Tweaking and Testing Cancer Stem Cell Models
After modifying a common experiment used to test the cancer stem cell hypothesis, researchers are reporting that melanoma, a deadly form of skin cancer, may not follow the model predicted by this theory.
The cancer stem cell hypothesis states that some cancers are driven by a small subset of self-renewing cells. One way to explore this idea has been to transplant human cancer cells into mice and observe the results. For a number of cancers, including melanoma, colon, and pancreatic, this experiment has shown that only some cells form tumors.
Citing the importance of this work to the field, Dr. Sean Morrison of the University of Michigan and his colleagues decided to scrutinize the model. Using melanoma as a test case, the team conducted the experiment twice, first with the original study design and then with some modifications.
The changes, such as using mice with weaker immune systems and extending the observation period, led to dramatic differences in the results. With the original design, tumor-initiating cells were rare (about one in a million), but they were much more common in the new model (about one in four), according to findings in the December 4 Nature.
The researchers propose that melanoma may not follow the cancer stem cell model but caution against applying the results to other cancers.
"We expect that some cancers really will follow the cancer stem cell model," said Dr. Morrison. "But there probably will be plenty of other cancers like melanoma in which the ability to form tumors is a common attribute of the cancer cells."
His team transplanted cells from 12 patients with melanoma into mice, including cells from both primary and metastatic tumors. The tumor-initiating cells had diverse features, and no single feature was associated with the ability to form tumors.
The cancer stem cell question has potentially broad implications, because new therapies designed to eradicate these deadly cells may be needed for cancers that follow the model.
"This is an important and rigorous study," said Dr. Jeremy Rich, who studies cancer stem cells at Duke University Medical Center and had no role in the research. "It shows that you can, through the manipulation of your mouse model, get a dramatic difference in the frequency of human cancer cells that are able to grow a tumor."
Whether tumors form in the mice depends highly on how the transplantation is done and on the nature of the recipient, added Dr. Stewart Sell of the Ordway Research Institute, who studies adult stem cells and cancer and also was not involved in the study.
Dr. Morrison's laboratory specializes in purifying cells, and for the first time the researchers describe transplanting single human cancer cells into mice. Of the individual transplanted cells, 27 percent formed tumors.
A big unknown is whether the cells that initiate tumors in mice also play a role in human cancers. The researchers note that an even greater - or a much smaller - fraction of melanoma cells may actually contribute to the disease in patients. They also stress that the results, in their view, do not refute the cancer stem cell hypothesis.

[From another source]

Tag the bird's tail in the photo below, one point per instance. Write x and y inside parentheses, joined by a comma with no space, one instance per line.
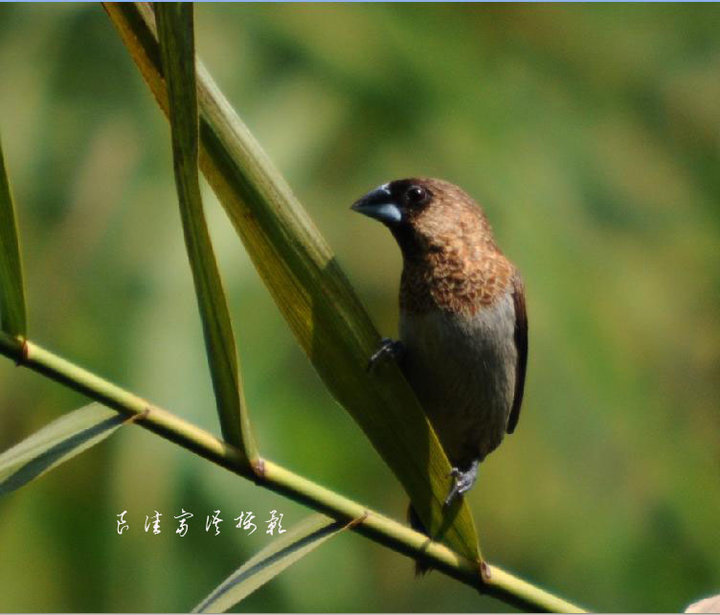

Nonetheless, said coauthor Dr. Timothy Johnson, "the study provides a new tool so we can now go back and repeat previous experiments to prove which cancers are following the cancer stem cell model and which are not."
The findings may apply to a subset of tumors and only under certain conditions, but it is equally possible that the observations are more commonly applicable, wrote Dr. Connie Eaves of the British Columbia Cancer Agency in an accompanying commentary.
Asked which of the two models might be more relevant for investigating cancer stem cells, Dr. Eaves replied, "We don't know. Both are only surrogates for the real test, which is: What causes tumors to grow and cause relapses in humans?"
Tumors do not grow in a vacuum, she continued, and few grow in the complete absence of host immune components. "So it is not yet clear that going to extraordinary lengths to promote human tumor growth in a mouse will ultimately be the best test of what propagates a tumor in a person," she said.
Despite progress, none of the models can yet predict what might happen in humans. This study, noted Dr. Rich, may "push people to do a better job monitoring how well cancer cells grow in different environments. And that is important."The next step, said Dr. Morrison, is to optimize the models and start testing cancers.